Und die Landwirtschaft?
Nun, ich wollte mehr lernen, um mich für bessere und gerechtere gesellschaftliche Verhältnisse einsetzen zu können. Dafür schien mir die Landwirtschaft ideal. Während des Studiums und einigen späteren Erfahrungen mit der Entwicklungshilfe in Afrika bin ich aber davon abgekommen und habe mich der Ethnologie zugewandt. Vor dem Ethnologie-Studium habe ich noch die Meisterprüfung abgelegt, um selbständig tätig sein zu können. Da habe ich dann ältere und behinderte Menschen in ihren Wohnungen und Heimen frisiert. In dieser Zeit habe ich auch die Kinesiologie kennengelernt.
Mit Touch for Health?
Ja, das ging so: Zwei meiner Freunde, mit denen ich damals nach Berlin übersiedelt bin, haben die Kinesiologie in England entdeckt und sind dann in die USA, um sie zu lernen. 1982 gaben sie ihren ersten Touch-for-Health-Kurs in Freiburg und haben dazu alle ihre Freunde eingeladen.
Du hast da einfach so mitgemacht?
Ja, mich hat interessiert, was meine Freunde da machen. Und dann hat mich das sofort gepackt, ich habe weitere Kurse besucht und habe das, was ich gelernt hatte, in meine Friseurtätigkeit integriert: Verträglichkeitstests von Haarpflegepräparaten, Übungen zur Verbesserung des Hörens, das hatte übrigens einen grossen Nutzen für mich: Ich war nach einem Arbeitstag im Altersheim weniger heiser. Auch manche meiner Studentinnen an der Uni bekamen von mir, natürlich kostenfrei, kinesiologische Sitzungen zu den Themen Angst vor Referaten, Schreibblockaden, Lernblockaden, Liebeskummer usw.
An der Uni hast du ja sogar noch promoviert. Worüber hast du deine Dissertation geschrieben?
Über „Haare und Zeremonienmeister. Eine ethnologische Studie zum deutschen Friseurhandwerk“. Mein Anliegen war darzustellen, dass wir genauso Übergangsrituale haben wie die bisher untersuchten sogenannten „primitiven“ Kulturen, nach dem Motto: Wir sind genauso Primitive wie andere auch.
Stichwort Übergang. Gibt es auch einen zwischen deinem Sein an der Universität und deinem Sein im Handwerk?

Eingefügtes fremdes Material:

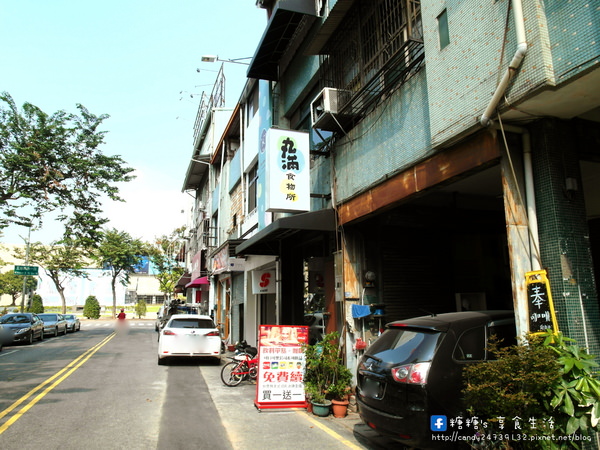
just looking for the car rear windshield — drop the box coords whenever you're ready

Während meines Studiums und auch noch lange danach habe ich immer auch als Friseurin gearbeitet. Als ich an der Universität Göttingen zum Thema Ritualtheorie unterrichtet habe, habe ich meine Friseurtätigkeit vor meinen Studenten in der Regel geheim gehalten, umgekehrt auch meinen Friseurkunden meine Unterrichtstätigkeit an der Uni. Das hat mir meine Kompetenz in den beiden Bereichen nach aussen hin bewahrt.
Und zwischen dem «normalen» Berufsleben und der Arbeit als Kinesiologin, gibt es da einen Übergang? Was sind da deine Erfahrungen?

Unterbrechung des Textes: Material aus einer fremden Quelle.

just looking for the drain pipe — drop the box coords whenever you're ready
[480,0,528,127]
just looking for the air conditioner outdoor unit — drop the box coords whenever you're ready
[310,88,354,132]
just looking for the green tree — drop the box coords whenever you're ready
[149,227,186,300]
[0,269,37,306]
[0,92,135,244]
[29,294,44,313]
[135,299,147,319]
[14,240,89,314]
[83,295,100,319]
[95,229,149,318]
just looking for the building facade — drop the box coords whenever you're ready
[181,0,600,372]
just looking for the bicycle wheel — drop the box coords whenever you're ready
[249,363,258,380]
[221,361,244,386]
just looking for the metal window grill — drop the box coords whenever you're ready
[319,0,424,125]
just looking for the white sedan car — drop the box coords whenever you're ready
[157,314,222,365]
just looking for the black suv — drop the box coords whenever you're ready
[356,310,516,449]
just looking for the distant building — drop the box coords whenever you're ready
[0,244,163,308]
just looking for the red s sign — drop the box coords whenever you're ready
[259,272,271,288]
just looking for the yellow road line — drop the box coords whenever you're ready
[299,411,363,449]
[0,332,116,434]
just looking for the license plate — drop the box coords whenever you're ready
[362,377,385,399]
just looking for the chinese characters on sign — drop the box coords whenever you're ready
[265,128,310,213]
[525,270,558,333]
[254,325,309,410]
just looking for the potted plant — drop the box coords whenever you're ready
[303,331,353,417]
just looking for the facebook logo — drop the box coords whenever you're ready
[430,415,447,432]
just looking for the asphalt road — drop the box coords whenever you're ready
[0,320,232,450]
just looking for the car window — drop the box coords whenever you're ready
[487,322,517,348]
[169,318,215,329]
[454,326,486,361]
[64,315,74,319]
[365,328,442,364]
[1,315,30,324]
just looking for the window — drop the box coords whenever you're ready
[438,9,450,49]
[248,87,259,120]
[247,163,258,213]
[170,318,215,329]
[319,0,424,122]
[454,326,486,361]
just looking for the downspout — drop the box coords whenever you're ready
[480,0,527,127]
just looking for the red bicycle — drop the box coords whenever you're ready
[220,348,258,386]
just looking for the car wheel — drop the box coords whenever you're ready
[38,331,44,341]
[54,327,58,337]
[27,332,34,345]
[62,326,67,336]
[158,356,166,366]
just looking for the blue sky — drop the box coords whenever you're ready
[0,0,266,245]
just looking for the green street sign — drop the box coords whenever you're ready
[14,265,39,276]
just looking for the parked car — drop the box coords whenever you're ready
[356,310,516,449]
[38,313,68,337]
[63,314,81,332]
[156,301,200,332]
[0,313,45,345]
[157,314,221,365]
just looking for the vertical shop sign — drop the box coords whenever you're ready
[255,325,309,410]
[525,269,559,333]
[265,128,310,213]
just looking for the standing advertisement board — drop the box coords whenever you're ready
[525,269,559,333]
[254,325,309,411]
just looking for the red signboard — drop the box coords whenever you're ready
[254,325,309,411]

Wenige kündigen ihren Beruf, um mit Kinesiologie anzufangen. Vielmehr ist es ein Hereinwachsen. Bei mir war es der Zufall, dass meine Freunde mich dazu eingeladen haben und dass es mich interessierte, was genau sie da machen. So war ich am Touch-for-Health-Kurs und fasziniert. Und dann kam irgendwann der nächste Kurs, etwas später wieder der nächste. Das lief schrittweise, und so geht es den meisten. Sie fangen mal an, aus einer Neugierde heraus, und dann merken sie, dass sie da etwas sehr Wertvolles lernen. Etwas, das ihr Leben besser macht und mit dem sie auch das Leben anderer Menschen besser machen können. Auch an unserer Akademie läuft das für viele so. Eigentlich müsste man vor Touch for Health warnen: Achtung, es führt dich langsam, aber sicher in ein Leben voller Selbstbestimmung.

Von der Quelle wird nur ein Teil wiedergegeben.